“Where can I get something to eat, then?” said the visitor, feeling half amused, his difficulty with Hazel passing rapidly away.
“Somut to ee-yut. Why don’t yer go ho-um?”
“Hang the boy! Oh, here’s the round-faced chap. I beg your pardon, can you direct me to the best hotel?”
“Straight past the church, sir, and round into the market-place.”
“Thanks; I can get some lunch or dinner there, I suppose?”
“Ye-es,” said Mr William Forth Burge. “I should think so.”
“I came down from town by the mail last night, and walked over from Burtwick this morning. Strange in the place, you see.”
“May I offer you a bit of dinner, sir? I know London well, though I’m a native here, and as a friend of our new schoolmistress—”
“Oh, I should hardly like to intrude,” cried the young man apologetically.

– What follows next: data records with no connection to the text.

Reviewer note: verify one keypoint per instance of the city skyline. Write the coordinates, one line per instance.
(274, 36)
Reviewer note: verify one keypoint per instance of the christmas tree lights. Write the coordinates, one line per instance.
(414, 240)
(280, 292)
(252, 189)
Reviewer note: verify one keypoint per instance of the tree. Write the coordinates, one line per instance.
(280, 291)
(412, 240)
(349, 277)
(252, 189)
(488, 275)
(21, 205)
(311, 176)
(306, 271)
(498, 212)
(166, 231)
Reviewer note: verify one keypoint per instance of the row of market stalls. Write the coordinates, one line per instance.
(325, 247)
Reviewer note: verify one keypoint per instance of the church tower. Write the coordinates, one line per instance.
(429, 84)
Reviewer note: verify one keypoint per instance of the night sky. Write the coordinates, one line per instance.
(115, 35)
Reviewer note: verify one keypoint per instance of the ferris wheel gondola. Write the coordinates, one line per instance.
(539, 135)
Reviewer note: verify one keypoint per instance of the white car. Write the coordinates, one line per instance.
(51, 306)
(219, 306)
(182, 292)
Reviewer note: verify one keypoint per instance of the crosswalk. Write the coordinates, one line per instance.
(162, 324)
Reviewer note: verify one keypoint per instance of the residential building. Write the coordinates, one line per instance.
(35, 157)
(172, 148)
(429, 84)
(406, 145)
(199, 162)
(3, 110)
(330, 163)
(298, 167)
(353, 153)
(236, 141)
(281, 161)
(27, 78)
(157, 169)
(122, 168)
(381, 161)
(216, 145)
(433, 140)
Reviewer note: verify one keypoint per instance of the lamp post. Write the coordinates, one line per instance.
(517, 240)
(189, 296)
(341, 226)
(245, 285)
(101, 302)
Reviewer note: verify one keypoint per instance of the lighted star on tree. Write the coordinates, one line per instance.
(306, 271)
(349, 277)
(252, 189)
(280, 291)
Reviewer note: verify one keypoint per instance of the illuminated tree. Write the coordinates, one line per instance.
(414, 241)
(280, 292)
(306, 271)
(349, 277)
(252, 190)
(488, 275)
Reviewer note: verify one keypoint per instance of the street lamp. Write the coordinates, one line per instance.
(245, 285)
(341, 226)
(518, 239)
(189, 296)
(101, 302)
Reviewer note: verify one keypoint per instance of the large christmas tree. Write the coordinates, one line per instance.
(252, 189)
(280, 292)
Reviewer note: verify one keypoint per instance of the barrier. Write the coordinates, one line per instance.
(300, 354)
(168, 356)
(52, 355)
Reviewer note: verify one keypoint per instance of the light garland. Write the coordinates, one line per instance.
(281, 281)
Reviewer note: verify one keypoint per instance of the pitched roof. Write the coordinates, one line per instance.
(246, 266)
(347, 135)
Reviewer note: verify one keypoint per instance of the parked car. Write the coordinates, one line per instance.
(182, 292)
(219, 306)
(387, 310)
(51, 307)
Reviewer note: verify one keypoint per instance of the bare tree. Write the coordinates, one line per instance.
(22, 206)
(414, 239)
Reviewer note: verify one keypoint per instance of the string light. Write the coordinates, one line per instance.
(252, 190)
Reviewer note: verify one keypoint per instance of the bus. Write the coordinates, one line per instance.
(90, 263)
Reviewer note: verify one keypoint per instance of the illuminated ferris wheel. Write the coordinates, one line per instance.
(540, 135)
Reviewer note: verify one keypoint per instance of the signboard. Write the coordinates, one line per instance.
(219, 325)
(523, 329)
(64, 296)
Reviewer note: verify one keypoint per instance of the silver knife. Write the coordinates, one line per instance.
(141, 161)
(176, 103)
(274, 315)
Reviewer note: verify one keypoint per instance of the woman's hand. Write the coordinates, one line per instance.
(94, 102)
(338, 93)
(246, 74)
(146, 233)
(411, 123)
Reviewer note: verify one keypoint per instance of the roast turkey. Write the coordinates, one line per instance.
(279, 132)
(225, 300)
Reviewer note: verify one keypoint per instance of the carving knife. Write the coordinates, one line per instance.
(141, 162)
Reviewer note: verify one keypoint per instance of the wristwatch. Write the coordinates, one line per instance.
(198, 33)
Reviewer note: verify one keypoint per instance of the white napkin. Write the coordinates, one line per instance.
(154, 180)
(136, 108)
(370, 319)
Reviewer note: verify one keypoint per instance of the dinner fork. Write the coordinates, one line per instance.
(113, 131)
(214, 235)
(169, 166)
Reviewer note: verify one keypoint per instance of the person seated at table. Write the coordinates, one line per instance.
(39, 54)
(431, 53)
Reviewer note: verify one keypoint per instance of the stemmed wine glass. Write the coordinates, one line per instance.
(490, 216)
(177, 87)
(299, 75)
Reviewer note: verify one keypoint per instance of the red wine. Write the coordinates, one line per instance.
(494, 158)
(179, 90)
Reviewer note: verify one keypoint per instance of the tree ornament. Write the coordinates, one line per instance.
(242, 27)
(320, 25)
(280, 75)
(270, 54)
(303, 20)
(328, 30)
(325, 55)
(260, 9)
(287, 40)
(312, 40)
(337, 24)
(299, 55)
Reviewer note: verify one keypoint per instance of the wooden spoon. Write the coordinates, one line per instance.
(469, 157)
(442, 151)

“Pray come,” said the ex-butcher eagerly, for he longed to get the young man under his roof. He did not know why: in fact he felt almost hurt at his coming there that morning; and again, he did not know why, but he knew one thing, and that was that he would have given ten pounds that moment to know why Archibald Graves had come down that day, and what he said to Miss Thorne, and—yes, he would have given twenty pounds to know what Hazel Thorne said to him.